Update - In addition, realize that when a struct implements an interface - as Enumerator does - and is cast to that implemented type, the struct becomes a reference type and is moved to the heap. Internal to the Dictionary class, Enumerator is still a value type. However, as soon as a method calls GetEnumerator()
, a reference-type IEnumerator
is returned.
What we don't see here is any attempt or proof of requirement to keep structs immutable or maintaining an instance size of only 16 bytes or less:
- Nothing in the structs above is declared
readonly
- not immutable
- Size of these struct could be well over 16 bytes
Entry
has an undetermined lifetime (from Add()
, to Remove()
, Clear()
, or garbage collection);
And ...
4. Both structs store TKey and TValue, which we all know are quite capable of being reference types (added bonus info)
Hashed keys notwithstanding, dictionaries are fast in part because instancing a struct is quicker than a reference type. Here, I have a Dictionary<int, int>
that stores 300,000 random integers with sequentially incremented keys.
Capacity: 312874
MemSize: 2660827 bytes
Completed Resize: 5ms
Total time to fill: 889ms
Capacity: number of elements available before the internal array must be resized.
MemSize: determined by serializing the dictionary into a MemoryStream and getting a byte length (accurate enough for our purposes).

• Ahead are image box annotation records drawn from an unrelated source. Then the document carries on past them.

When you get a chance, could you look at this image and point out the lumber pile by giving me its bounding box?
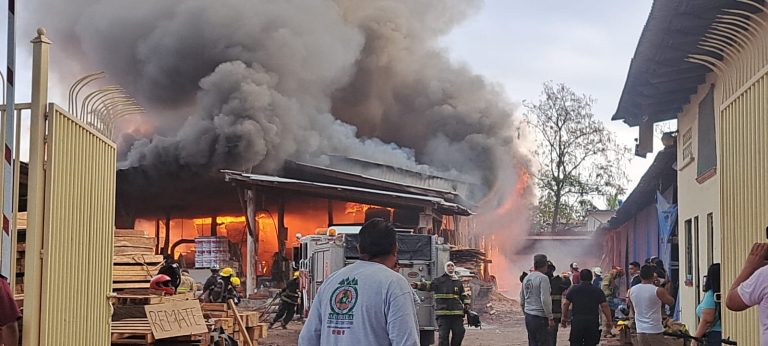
[114,229,157,256]
[112,254,163,291]
[112,229,163,291]
[110,290,211,346]
[201,303,269,345]
[111,318,210,346]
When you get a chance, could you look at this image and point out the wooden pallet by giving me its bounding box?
[112,254,163,290]
[111,318,210,345]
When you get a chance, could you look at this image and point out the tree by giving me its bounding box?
[524,82,630,231]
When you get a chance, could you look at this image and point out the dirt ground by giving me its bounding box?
[259,294,568,346]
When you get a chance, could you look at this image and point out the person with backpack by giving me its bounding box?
[692,263,723,345]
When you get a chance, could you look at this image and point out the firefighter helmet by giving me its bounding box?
[149,274,176,294]
[219,267,235,277]
[467,310,482,328]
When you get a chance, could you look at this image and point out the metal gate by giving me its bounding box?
[40,104,116,345]
[14,30,116,346]
[718,70,768,345]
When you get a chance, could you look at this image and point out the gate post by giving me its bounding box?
[22,28,52,346]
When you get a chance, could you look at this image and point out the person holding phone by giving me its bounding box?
[725,243,768,346]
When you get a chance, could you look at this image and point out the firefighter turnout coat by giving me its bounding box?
[416,273,470,317]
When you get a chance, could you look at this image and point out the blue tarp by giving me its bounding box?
[656,192,680,320]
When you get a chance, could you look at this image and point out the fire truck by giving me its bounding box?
[298,226,450,345]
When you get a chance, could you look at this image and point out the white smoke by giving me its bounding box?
[25,0,530,200]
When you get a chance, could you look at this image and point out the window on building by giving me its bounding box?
[685,219,693,280]
[696,85,717,176]
[707,213,715,268]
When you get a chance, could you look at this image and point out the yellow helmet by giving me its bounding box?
[219,267,235,277]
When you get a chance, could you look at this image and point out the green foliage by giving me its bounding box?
[524,82,631,231]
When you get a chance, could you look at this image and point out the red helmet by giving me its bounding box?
[149,274,176,294]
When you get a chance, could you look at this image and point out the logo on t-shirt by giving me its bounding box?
[327,278,358,335]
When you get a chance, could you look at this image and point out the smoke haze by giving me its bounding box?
[29,0,530,201]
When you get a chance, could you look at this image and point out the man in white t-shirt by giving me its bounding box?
[299,219,419,346]
[629,264,675,346]
[725,243,768,346]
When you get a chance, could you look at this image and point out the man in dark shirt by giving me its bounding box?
[629,261,640,288]
[561,269,613,346]
[546,261,571,346]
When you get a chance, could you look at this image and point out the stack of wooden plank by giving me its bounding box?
[112,229,163,291]
[114,229,157,256]
[111,318,210,346]
[202,303,269,345]
[110,293,212,346]
[112,254,163,291]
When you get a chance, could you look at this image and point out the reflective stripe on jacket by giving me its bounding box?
[416,274,471,316]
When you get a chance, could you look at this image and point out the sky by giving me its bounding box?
[6,0,660,200]
[442,0,661,200]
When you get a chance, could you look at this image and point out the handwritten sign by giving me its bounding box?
[144,300,208,339]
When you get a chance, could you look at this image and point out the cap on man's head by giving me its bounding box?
[358,218,397,259]
[533,258,549,270]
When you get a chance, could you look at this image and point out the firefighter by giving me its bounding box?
[227,276,240,304]
[176,269,196,293]
[269,272,299,329]
[411,262,470,346]
[155,255,181,291]
[207,268,235,303]
[546,261,571,346]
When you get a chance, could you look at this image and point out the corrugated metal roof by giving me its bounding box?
[612,0,759,126]
[221,170,472,216]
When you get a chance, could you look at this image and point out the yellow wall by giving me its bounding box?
[677,73,720,329]
[720,74,768,345]
[716,8,768,345]
[37,105,116,346]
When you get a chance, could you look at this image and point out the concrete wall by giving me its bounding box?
[677,73,720,330]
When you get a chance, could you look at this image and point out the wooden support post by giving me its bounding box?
[155,219,160,255]
[23,29,51,346]
[164,213,171,255]
[227,299,253,346]
[277,198,288,283]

Completed Resize: the time it takes to resize the internal array from 150862 elements to 312874 elements. When you figure that each element is sequentially copied via Array.CopyTo()
, that ain't too shabby.
Total time to fill: admittedly skewed due to logging and an OnResize
event I added to the source; however, still impressive to fill 300k integers while resizing 15 times during the operation. Just out of curiosity, what would the total time to fill be if I already knew the capacity? 13ms
So, now, what if Entry
were a class? Would these times or metrics really differ that much?
Capacity: 312874
MemSize: 2660827 bytes
Completed Resize: 26ms
Total time to fill: 964ms
Obviously, the big difference is in resizing. Any difference if Dictionary is initialized with the Capacity? Not enough to be concerned with ... 12ms.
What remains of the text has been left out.